July, which began fresh and cool, burned, that year, into a scorching heat, until the torrid skies bent in a blue arch of arid cruelty and the ridges stood starkly stripped of their moisture.

Forests were rusted and freckled and roads gave off a choke of dust to catch the breath of travellers as the heat waves trembled feverishly across the clear, hot distances.

Like a barometer of that scorched torpor, before the eyes of the slowly convalescing Thornton stood the walnut tree in the dooryard. A little while ago it had spread its fresh and youthful canopy of green overhead in unstinted abundance of vigour.

Now it stood desolate, with its leaves drooping in fever-hot inertia. The squirrel sat gloomily silent on the branches, panting under its fur, and the oriole's splendour of orange and jet had turned dusty and bedraggled.

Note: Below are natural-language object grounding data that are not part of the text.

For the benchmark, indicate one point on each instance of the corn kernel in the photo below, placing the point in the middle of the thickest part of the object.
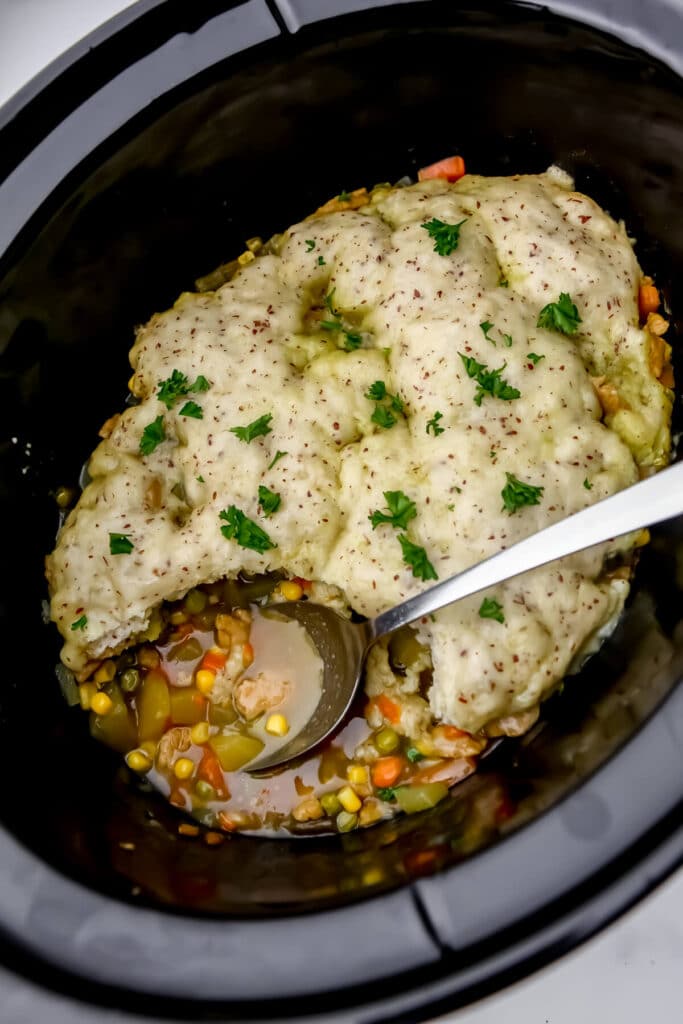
(276, 725)
(357, 774)
(200, 732)
(104, 673)
(138, 761)
(101, 704)
(290, 590)
(349, 800)
(183, 768)
(86, 692)
(204, 681)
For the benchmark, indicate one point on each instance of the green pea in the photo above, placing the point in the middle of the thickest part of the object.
(386, 740)
(195, 602)
(346, 821)
(130, 680)
(331, 804)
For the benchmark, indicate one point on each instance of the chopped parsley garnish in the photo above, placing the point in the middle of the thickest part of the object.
(153, 435)
(177, 385)
(485, 328)
(276, 457)
(193, 410)
(401, 510)
(352, 339)
(489, 608)
(268, 501)
(488, 381)
(515, 494)
(383, 417)
(416, 558)
(387, 404)
(433, 424)
(244, 530)
(257, 428)
(120, 544)
(561, 315)
(414, 755)
(445, 236)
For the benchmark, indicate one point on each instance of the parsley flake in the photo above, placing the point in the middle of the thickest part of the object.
(120, 544)
(257, 428)
(244, 530)
(561, 315)
(193, 410)
(485, 328)
(177, 386)
(488, 381)
(268, 501)
(278, 456)
(401, 510)
(153, 435)
(516, 494)
(445, 236)
(489, 608)
(433, 424)
(416, 558)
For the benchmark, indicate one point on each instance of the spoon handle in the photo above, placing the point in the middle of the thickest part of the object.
(651, 501)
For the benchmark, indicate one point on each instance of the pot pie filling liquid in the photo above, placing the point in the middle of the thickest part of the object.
(216, 677)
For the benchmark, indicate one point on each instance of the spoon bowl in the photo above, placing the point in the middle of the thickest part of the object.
(343, 645)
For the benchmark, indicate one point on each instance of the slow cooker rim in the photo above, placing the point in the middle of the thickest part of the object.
(426, 891)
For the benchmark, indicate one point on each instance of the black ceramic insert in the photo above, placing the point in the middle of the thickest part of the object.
(246, 145)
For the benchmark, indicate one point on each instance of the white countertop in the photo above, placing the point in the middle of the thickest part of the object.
(630, 973)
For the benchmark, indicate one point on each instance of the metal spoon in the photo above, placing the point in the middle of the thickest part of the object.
(344, 645)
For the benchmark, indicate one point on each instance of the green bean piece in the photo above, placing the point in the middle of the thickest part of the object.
(130, 680)
(195, 601)
(346, 821)
(386, 740)
(331, 805)
(412, 799)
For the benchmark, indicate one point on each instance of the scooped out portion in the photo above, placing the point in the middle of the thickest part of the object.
(393, 389)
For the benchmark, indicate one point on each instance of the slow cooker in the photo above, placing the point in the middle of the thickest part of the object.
(142, 159)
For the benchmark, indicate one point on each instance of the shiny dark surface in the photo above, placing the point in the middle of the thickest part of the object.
(246, 147)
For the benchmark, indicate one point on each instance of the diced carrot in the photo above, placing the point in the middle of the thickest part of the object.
(648, 299)
(386, 771)
(450, 168)
(389, 709)
(214, 660)
(211, 772)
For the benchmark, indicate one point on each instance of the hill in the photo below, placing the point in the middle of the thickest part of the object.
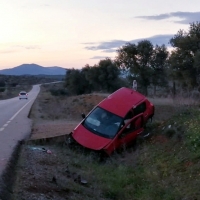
(33, 69)
(164, 166)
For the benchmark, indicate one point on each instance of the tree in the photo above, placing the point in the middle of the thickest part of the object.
(75, 81)
(184, 59)
(158, 64)
(2, 86)
(144, 62)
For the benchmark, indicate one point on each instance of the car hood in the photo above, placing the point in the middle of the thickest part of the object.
(88, 139)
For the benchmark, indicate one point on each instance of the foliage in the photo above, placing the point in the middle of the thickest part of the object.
(185, 58)
(101, 77)
(145, 62)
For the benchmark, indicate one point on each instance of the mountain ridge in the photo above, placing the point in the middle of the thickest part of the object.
(33, 69)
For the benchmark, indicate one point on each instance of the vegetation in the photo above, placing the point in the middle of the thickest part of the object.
(10, 86)
(101, 77)
(152, 66)
(165, 166)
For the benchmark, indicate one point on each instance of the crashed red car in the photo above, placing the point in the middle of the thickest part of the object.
(114, 122)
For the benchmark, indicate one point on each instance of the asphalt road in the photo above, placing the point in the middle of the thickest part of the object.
(14, 124)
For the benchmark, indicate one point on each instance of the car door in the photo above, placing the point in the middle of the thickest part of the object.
(142, 108)
(127, 134)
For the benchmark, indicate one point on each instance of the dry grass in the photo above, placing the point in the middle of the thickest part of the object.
(160, 168)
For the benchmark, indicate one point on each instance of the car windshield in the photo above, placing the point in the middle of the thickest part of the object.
(103, 123)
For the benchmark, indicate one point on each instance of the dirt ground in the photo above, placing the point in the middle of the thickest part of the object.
(42, 170)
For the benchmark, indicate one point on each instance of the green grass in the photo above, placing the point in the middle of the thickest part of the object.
(164, 167)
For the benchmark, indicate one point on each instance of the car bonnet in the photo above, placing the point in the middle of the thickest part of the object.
(88, 139)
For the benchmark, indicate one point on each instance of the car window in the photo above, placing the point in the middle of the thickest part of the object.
(133, 125)
(103, 123)
(140, 108)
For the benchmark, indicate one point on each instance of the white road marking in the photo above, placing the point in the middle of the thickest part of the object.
(19, 111)
(1, 129)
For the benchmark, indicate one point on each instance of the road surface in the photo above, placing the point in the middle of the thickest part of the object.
(14, 125)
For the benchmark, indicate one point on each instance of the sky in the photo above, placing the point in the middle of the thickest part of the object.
(73, 33)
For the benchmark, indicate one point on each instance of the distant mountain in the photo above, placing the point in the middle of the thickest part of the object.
(33, 69)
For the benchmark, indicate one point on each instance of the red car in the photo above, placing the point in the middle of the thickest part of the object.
(114, 122)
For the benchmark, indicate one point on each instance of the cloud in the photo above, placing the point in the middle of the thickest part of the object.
(113, 45)
(28, 47)
(98, 57)
(7, 51)
(185, 17)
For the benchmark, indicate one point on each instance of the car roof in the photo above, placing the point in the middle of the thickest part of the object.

When a dispirited wisp of breeze stirred in its head-growth its branches gave out only the flat hoarseness of rattling leaves.

One morning before full daylight old Caleb left the house to cross the low creek bed valley and join a working party in a new field which was being cleared of timber. He had been away two hours when without warning the hot air became insufferably close and the light ghost of breeze died to a breathless stillness. The drought had lasted almost four weeks, and now at last, though the skies were still clear, that heat-vacuum seemed to augur its breaking.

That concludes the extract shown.